All PET scans were performed using a microPET Focus220 (Siemens, Knoxville, USA) designed for small laboratory animals. Rats were anesthetized with 1.5% isoflurane and nitrous oxide/oxygen (7:3) and placed in a prone position in the PET scanner gantry. During the PET scan, the body temperature was maintained at 37°C using a small animal warmer connected to a thermometer (BWT-100A; Bio Research Center, Nagoya, Japan). A 45-min emission scan was performed immediately after the bolus injection of [18F]DPA-714 (≈75 MBq per animal) via a cannula inserted into the tail vein; the energy window was 400‒650 keV and the coincidence time window was 6 ns. Emission data were collected in list mode and sorted into dynamic sonograms (6 × 10 s, 6 × 30 s, 11 × 60 s, and 10 × 180 s, for a total of 33 frames). The acquired data were reconstructed by standard 2D-filtered back projection (FBP) (ramp filter, cutoff frequency at 0.5 cycles per pixel) for quantification, and by a statistical maximum a posteriori probability (MAP) algorithm (12 iterations with point spread function effect) for image registration.
Image analysis
PET images were co-registered to a magnetic resonance imaging (MRI) template which was placed in a Paxinos and Watson stereotactic space using the PMOD imaging processing software (version 3.6, PMOD Technologies, Ltd, Zürich, Switzerland). Each FBP image was spatially smoothed using an isotropic Gaussian kernel (0.6-mm FWHM) for enhancement of the statistical power. The radioactivity was normalized with cylinder phantom data and expressed as standardized uptake values (SUVs).

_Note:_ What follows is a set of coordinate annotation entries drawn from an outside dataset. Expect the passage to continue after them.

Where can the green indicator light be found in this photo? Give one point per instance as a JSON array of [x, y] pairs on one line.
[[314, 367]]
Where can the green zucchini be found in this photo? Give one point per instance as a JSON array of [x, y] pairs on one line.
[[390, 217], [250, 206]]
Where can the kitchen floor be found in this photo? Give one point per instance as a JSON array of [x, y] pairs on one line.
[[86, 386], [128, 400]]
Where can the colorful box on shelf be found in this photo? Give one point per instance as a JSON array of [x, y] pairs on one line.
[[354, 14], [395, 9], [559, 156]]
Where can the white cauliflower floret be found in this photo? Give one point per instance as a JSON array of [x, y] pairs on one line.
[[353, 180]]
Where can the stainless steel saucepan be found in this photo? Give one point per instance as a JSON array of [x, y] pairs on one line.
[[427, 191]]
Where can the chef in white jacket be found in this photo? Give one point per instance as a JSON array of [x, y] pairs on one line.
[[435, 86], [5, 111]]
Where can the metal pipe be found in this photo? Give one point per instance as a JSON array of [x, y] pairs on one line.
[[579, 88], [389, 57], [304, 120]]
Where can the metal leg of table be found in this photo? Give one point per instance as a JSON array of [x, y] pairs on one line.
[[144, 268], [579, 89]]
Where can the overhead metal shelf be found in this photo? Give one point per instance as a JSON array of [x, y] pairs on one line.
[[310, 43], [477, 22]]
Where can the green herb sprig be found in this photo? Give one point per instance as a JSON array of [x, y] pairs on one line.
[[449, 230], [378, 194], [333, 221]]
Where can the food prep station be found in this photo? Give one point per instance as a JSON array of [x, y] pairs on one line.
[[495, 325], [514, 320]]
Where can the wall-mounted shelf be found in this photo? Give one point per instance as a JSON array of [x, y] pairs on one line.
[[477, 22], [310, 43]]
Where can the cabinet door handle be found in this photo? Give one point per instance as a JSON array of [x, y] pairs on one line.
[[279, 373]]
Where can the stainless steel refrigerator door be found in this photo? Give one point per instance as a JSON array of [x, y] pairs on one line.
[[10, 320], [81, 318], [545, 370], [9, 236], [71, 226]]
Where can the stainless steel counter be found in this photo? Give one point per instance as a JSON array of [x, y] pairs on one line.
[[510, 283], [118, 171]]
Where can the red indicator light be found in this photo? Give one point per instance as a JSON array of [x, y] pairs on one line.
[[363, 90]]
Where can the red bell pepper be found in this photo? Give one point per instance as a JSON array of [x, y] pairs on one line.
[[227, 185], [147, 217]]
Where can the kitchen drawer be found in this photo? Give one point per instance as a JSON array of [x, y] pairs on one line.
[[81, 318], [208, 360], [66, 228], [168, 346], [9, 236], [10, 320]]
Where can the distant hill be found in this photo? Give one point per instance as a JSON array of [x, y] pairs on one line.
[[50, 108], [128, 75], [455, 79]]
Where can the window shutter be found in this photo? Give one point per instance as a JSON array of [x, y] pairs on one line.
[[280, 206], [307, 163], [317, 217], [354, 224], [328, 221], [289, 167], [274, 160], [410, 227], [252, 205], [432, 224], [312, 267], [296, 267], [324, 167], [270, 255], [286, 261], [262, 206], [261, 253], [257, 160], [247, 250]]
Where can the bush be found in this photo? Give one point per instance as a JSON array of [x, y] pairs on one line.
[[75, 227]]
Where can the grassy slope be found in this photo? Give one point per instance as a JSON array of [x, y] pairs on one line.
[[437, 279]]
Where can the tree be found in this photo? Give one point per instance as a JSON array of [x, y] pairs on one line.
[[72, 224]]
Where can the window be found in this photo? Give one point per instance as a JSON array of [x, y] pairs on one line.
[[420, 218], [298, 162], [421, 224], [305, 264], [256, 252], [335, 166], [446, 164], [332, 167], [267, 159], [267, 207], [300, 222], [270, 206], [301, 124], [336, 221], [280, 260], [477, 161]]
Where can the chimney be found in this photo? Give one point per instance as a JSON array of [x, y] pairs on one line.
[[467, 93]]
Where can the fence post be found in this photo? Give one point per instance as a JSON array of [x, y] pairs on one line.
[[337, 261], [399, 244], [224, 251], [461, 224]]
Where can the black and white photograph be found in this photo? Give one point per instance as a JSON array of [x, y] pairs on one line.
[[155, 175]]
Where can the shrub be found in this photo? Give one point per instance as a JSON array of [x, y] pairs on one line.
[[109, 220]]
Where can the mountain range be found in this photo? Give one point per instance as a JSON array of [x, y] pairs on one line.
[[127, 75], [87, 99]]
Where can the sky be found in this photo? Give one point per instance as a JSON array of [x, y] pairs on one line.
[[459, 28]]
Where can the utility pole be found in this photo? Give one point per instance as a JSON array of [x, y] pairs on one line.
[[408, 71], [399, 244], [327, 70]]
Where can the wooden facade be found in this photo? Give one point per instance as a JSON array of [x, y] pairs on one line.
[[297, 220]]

A voxel-based statistical analysis was performed using SPM 8 software (Welcome Department of Imaging Neuroscience, London, UK). A two sample t-test was used for estimating the statistical differences between groups. The statistical threshold was set to be P < 0.005 (FWE) with an extent threshold of 200 contiguous voxels.
Statistical analysis
All results are expressed as the mean ± SEM. All data were analyzed in SPSS (version 24.0, IBM, Armonk, USA). A one-way analysis of variance (ANOVA) with Bonferroni’s multiple-comparison procedure was used to assess changes in body temperature, cytokines, and spontaneous activity prior to and following the poly I:C injection. A two-way repeated measures ANOVA with a Bonferroni’s multiple-comparison procedure was used to assess differences in body temperature and spontaneous activity between the two groups of rats. A Pearson’s test was used for correlation analysis of accumulation of [18F]DPA-714 in each brain region and fatigue-like behavior. Differences were considered statistically significant for P < 0.05.
Data availability
The data that support the findings of this study are available on request from the corresponding author.